Micro-patterned surfaces that exploit stigmergy to inhibit biofilm expansion
- Publication Type:
- Journal Article
- Frontiers in Microbiology, 2017, 7 (JAN)
- Issue Date:
© 2017 Gloag, Elbadawi, Zachreson, Aharonovich, Toth, Charles, Turnbull and Whitchurch. Twitching motility is a mode of surface translocation that is mediated by the extension and retraction of type IV pili and which, depending on the conditions, enables migration of individual cells or can manifest as a complex multicellular collective behavior that leads to biofilm expansion. When twitching motility occurs at the interface of an abiotic surface and solidified nutrient media, it can lead to the emergence of extensive self-organized patterns of interconnected trails that form as a consequence of the actively migrating bacteria forging a furrow network in the substratum beneath the expanding biofilm. These furrows appear to direct bacterial movements much in the same way that roads and footpaths coordinate motor vehicle and human pedestrian traffic. Self-organizing systems such as these can be accounted for by the concept of stigmergy which describes self-organization that emerges through indirect communication via persistent signals within the environment. Many bacterial communities are able to actively migrate across solid and semi-solid surfaces through complex multicellular collective behaviors such as twitching motility and flagella-mediated swarming motility.

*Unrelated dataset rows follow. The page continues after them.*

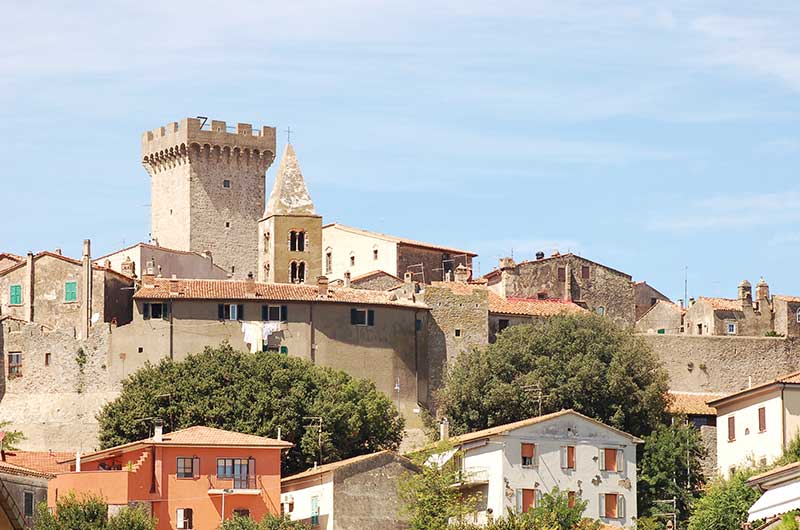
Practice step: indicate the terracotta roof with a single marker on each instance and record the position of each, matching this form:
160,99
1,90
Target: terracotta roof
399,240
722,304
531,306
42,461
692,403
194,436
789,379
333,466
502,429
238,290
787,298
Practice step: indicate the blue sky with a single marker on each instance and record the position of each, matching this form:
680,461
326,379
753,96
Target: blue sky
648,136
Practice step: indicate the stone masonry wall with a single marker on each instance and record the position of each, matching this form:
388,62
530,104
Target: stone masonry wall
723,364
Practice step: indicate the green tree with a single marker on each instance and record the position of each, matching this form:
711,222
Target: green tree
725,503
257,394
670,467
429,499
583,362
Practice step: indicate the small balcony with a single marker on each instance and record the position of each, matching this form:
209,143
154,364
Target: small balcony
233,486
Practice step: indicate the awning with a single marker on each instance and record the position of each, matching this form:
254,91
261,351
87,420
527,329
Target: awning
440,459
775,501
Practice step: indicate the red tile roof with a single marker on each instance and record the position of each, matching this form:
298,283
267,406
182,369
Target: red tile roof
399,240
162,289
42,461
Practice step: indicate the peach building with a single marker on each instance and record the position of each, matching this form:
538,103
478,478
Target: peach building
190,479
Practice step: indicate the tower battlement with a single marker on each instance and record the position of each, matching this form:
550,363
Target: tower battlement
180,136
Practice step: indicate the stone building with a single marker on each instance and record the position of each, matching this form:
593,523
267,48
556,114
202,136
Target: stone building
358,493
208,188
290,233
588,284
65,294
370,334
133,260
724,316
361,252
645,297
663,317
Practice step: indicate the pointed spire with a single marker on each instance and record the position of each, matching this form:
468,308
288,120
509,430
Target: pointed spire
289,194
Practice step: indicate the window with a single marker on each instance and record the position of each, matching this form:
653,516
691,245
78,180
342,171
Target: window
15,297
612,506
71,291
568,457
230,311
151,310
297,272
274,313
15,364
184,518
314,511
28,503
188,467
362,317
528,454
612,460
297,241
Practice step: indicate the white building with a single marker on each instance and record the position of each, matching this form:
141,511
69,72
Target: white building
754,425
511,466
359,493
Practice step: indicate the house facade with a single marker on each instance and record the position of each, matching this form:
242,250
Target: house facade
593,286
189,479
358,493
510,467
755,425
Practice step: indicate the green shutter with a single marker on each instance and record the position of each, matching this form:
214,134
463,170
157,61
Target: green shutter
16,295
71,291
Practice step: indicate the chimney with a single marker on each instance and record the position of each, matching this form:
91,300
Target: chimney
158,434
462,273
322,286
444,430
86,280
29,288
250,284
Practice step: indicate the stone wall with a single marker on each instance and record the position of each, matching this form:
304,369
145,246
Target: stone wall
724,364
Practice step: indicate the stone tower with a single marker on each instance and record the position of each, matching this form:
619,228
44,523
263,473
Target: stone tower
207,189
290,234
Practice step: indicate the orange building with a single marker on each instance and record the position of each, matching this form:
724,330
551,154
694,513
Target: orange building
190,478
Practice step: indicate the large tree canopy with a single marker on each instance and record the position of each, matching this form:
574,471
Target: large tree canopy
257,394
582,362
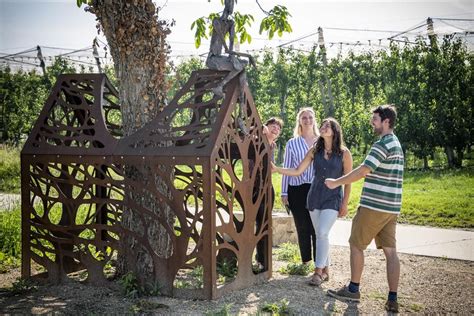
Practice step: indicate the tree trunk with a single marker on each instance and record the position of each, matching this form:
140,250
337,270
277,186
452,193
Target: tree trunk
459,158
137,44
450,156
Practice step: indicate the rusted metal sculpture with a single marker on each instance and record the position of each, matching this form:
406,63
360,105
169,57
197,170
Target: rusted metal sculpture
75,188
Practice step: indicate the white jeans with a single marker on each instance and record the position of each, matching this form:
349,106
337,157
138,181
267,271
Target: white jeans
323,220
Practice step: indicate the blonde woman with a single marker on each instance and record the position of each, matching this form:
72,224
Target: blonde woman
294,190
329,159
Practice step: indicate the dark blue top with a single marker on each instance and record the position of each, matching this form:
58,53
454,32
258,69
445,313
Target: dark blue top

Here, we have examined the potential of exploiting the stigmergic behavior of furrow-mediated trail following as a means of controlling bacterial biofilm expansion along abiotic surfaces. We found that incorporation of a series of parallel micro-fabricated furrows significantly impeded active biofilm expansion by Pseudomonas aeruginosa and Proteus vulgaris. We observed that in both cases bacterial movements tended to be directed along the furrows. We also observed that narrow furrows were most effective at disrupting biofilm expansion as they impeded the ability of cells to self-organize into multicellular assemblies required for escape from the furrows and migration into new territory. Our results suggest that the implementation of micro-fabricated furrows that exploit stigmergy may be a novel approach to impeding active biofilm expansion across abiotic surfaces such as those used in medical and industrial settings.